Experiments were performed to test the hypothesis that release of vasodilator cyclooxygenase products may attenuate the systemic and renal vasoconstrictor responses to arginine vasopressin (AVP) in the conscious, chronically instrumented rat. Four groups of animals were studied under the following conditions: (i) AVP infused iv at 2 ng/min for 40 min followed by a 15-min postcontrol; (ii) pretreatment with meclofenamate (3 mg/kg iv) followed by AVP infusion; (iii) meclofenamate pretreatment followed by saline vehicle infusion; and (iv) saline vehicle infusion alone (time control).

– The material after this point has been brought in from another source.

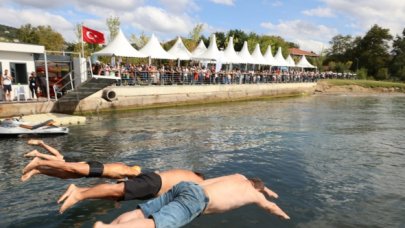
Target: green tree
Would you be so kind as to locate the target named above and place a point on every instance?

AVP increased mean arterial blood pressure (MABP) in both meclofenamate-treated (n = 12) and untreated (n = 12) animals; however, the pressor response was significantly greater in animals with cyclooxygenase inhibition. Both heart rate (HR) and cardiac output (CO) (n = 6) fell during AVP infusion, but there were no differences between the meclofenamate-treated and the untreated groups. However, the total peripheral resistance response to AVP was significantly greater in animals treated with meclofenamate than the untreated group. Renal blood flow (RBF) was not affected by AVP infusion alone, but RBF fell significantly in animals given AVP after cyclooxygenase inhibition. The renal vascular resistance response to AVP was also enhanced by cyclooxygenase inhibition. There were no changes in any of the hemodynamic variables in either of the control protocols (i.e., meclofenamate alone or vehicle). These data demonstrate a consistent effect of cyclooxygenase inhibition to augment the systemic and renal vasoconstrictor responses to AVP, and suggest that endogenous vasodilator prostaglandins attenuate the potent vasoconstrictor action of this peptide in vivo.